Bewerbung für Schnupperlehre und Lehrstelle

Guten Tag. Meine Tochter hat eine leichte, nicht auf den ersten Blick ersichtliche Körperbehinderung und besucht die normale Oberstufe (Sekundarschule) mit Begleitung einer Heilpädagogin (2 Std. wöchentlich). Leider wurde im Schulzeugnis der Vermerk "Nachteilsausgleich und Förderunterricht" eingetragen. Wie soll sie nun bei einer Bewerbung vorgehen? Eigentlich wollte sie die Behinderung erst bei einem Vorstellungsgespräch erwähnen, damit sie überhaupt die Chance hat, sich vorstellen zu können. Aus der Zeugniskopie, die beigelegt werden muss, geht aber hervor, dass etwas "anders" ist. Da man sich heute schon für Schnupperlehren schriftlich bewerben muss, ist das eine schwierige Situation.
Ausserdem wissen wir nicht so recht, wo man das Handicap erwähnen sollte, im Bewerbungsschreiben oder im Lebenslauf? Darf im Lebenslauf ausführlicher auf die für den Beruf nützlichen Erfahrungen eingegangen werden oder soll er knapp und eher stichwortartig sein? Wir wären froh um einige Tipps! Danke!

Antworten

  • Liebe Tonia

    Vor einiger Zeit hatten wir einen Workshop zum Thema Bewerbung und Stellensuche für Menschen mit Behinderung. Dort kamen wir nach langen Gesprächen (auch mit leitenden Personen aus der Personalabteilung verschiedener Unternehmen) zu dem Schluss, dass man die Behinderung in der schriftlichen Bewerbung nicht erwähnen soll. Grund: In einer Bewerbung sollen Stärken rein. Eine Behinderung wird jedoch von den meisten Personalleitern als Schwäche angesehen. Ausser natürlich, es wird nach einer Person gesucht, die gerade wegen ihrer Behinderung für diese bestimmte Stelle qulifiziert ist, dann soll man ruhig damit prahlen!
    Die Behinderung sollte erst beim Bewerbungsgespräch besprochen werden, vorausgesetzt, sie hat Einfluss auf die Arbeit. Ein Büroangestellter hat mit einer Beinprothese zum Beispiel kaum Einschränkungen in der Ausübung seiner Tätigkeit, jedoch wenn man mit einer Sehbehinderung einen speziellen Computer braucht oder als Rollstuhlfahrer eine Rampe, um überhaupt ins Büro zu kommen, etc. sollte man dies beim Bewerbungsgespräch ansprechen.
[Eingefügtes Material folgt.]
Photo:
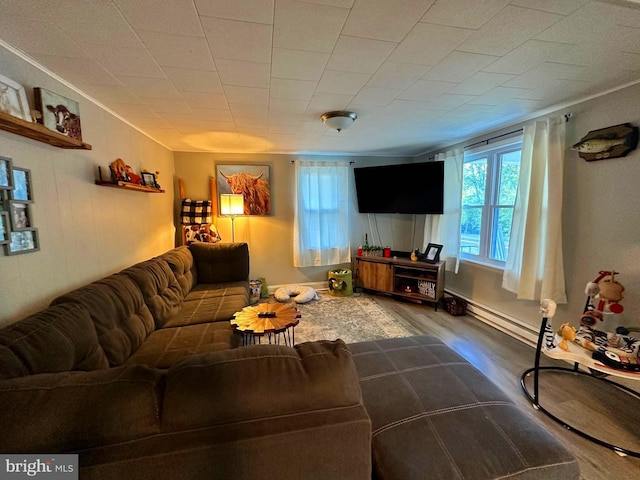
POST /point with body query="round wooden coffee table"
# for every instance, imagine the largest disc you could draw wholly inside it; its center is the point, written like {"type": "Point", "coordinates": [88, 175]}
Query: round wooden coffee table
{"type": "Point", "coordinates": [270, 320]}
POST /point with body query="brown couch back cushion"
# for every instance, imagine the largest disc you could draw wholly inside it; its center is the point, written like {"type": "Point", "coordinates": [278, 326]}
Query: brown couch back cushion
{"type": "Point", "coordinates": [160, 289]}
{"type": "Point", "coordinates": [71, 411]}
{"type": "Point", "coordinates": [221, 262]}
{"type": "Point", "coordinates": [122, 319]}
{"type": "Point", "coordinates": [180, 262]}
{"type": "Point", "coordinates": [57, 339]}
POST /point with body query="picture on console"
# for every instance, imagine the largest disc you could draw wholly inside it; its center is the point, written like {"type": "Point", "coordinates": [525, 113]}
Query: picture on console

    Da bei deiner Tochter jedoch schon etwas im Zeugnis steht, lässt sich eine Erwähnung kaum vermeiden. Ich würde vorschlagen, dass ihr das gar nicht weiter kommentiert, meistens schaut man nämlich nicht so genau hin. Bei Schulabgängern sind die Noten wichtiger und auch das, was die Personalleute als erstes ansehen. Bei Absagen solltet ihr jedoch immer nachfragen, weshalb genau die Abssage, und falls es wegen diesem Vermerk ist, um Tipps bitten, wie ihr bzw. deine Tochter das in Zukunft handhaben soll.

    Es ist grundsätzlich eine individuelle Entscheidung. Wichtig ist jedoch, dass die ganze Bewerbung absolut fehlerfrei, übersichtlich und "ahmächelig" ist. Gute Beispiele findet ihr auch in dieser Brochure vom RAV mit konkreten Beispielen.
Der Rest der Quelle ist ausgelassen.